I want to extract specific text from specific xPaths from this url
https://www.discogs.com/it/artist/148415-Total-Eclipse-4
but nothing is displayed in the console. I expect the following output instead:
Artista 1: Total Eclipse (4)
Testo elemento 1: Jungle Fever
Testo elemento 2: Come Together
My script works perfectly for local .html files, but it doesn't seem to work when I try to use URLs. Here's the script I'm using:
import requests
from lxml import html
# Ask the user to enter the Discogs URL
url = input("Enter the Discogs URL: ")
# Make an HTTP request to get the HTML content of the page
response = requests.get(url)
html_content = response.text
# Parse HTML using lxml
tree = html.fromstring(html_content)
# Use a generic XPath to capture as many "h1" and "a" elements as desired
elements = tree.xpath('//*[starts-with(local-name(), "div")][4]/div/div[1]/div[1]/div/h1 | //*[starts-with(local-name(), "div")][4]/div/div[2]/div[2]/div/table//*[starts-with(local-name(), "tr")][2]/td[5]/a | //*[starts-with(local-name(), "div")][4]/div/div[2]/div[2]/div/table//*[starts-with(local-name(), "tr")]/td[5]/a')

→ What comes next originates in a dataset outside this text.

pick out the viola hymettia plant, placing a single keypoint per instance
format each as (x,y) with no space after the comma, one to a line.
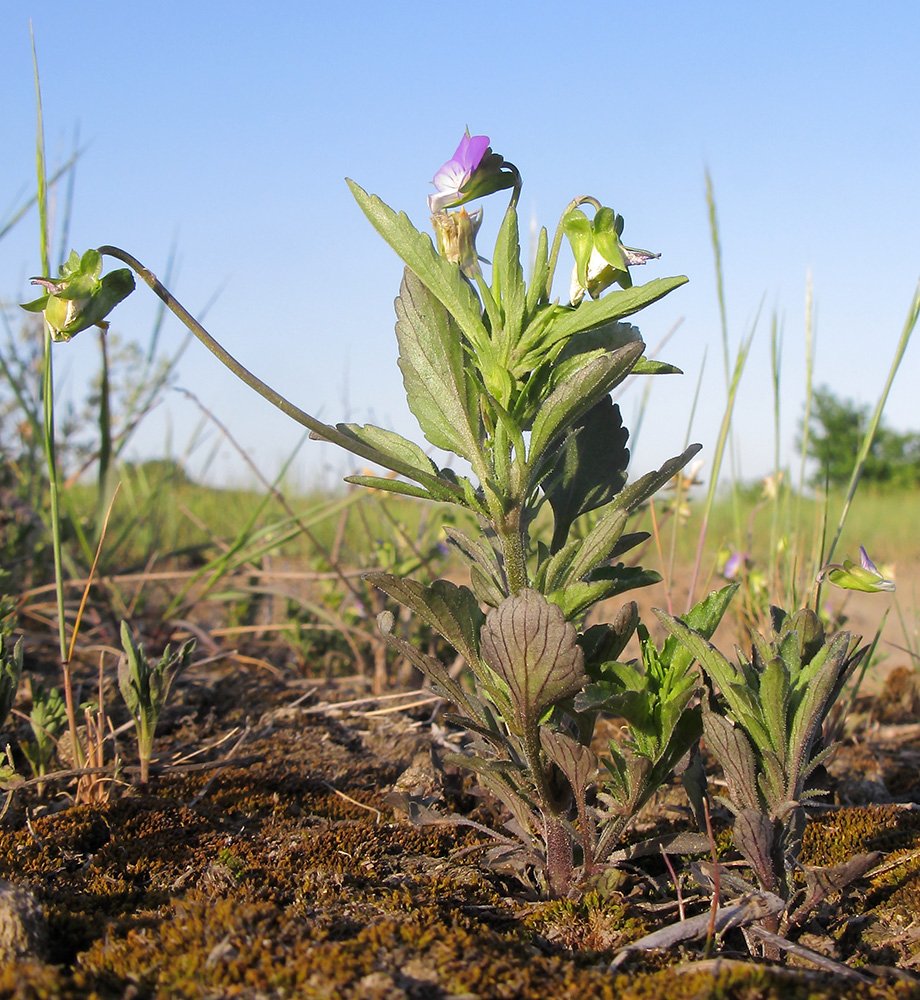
(515,383)
(145,688)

# Counters to keep track of "a" item artists and lyrics
artist_counter = 1
text_counter = 1
# Print the text of the "h1" and "a" elements found in sequence
for element in elements:
if element.tag == 'h1':
print(f"Artista {artist_counter}: {element.text.strip()}")
artist_counter += 1
else:
print(f"Testo elemento {text_counter}: {element.text.strip()}")
text_counter += 1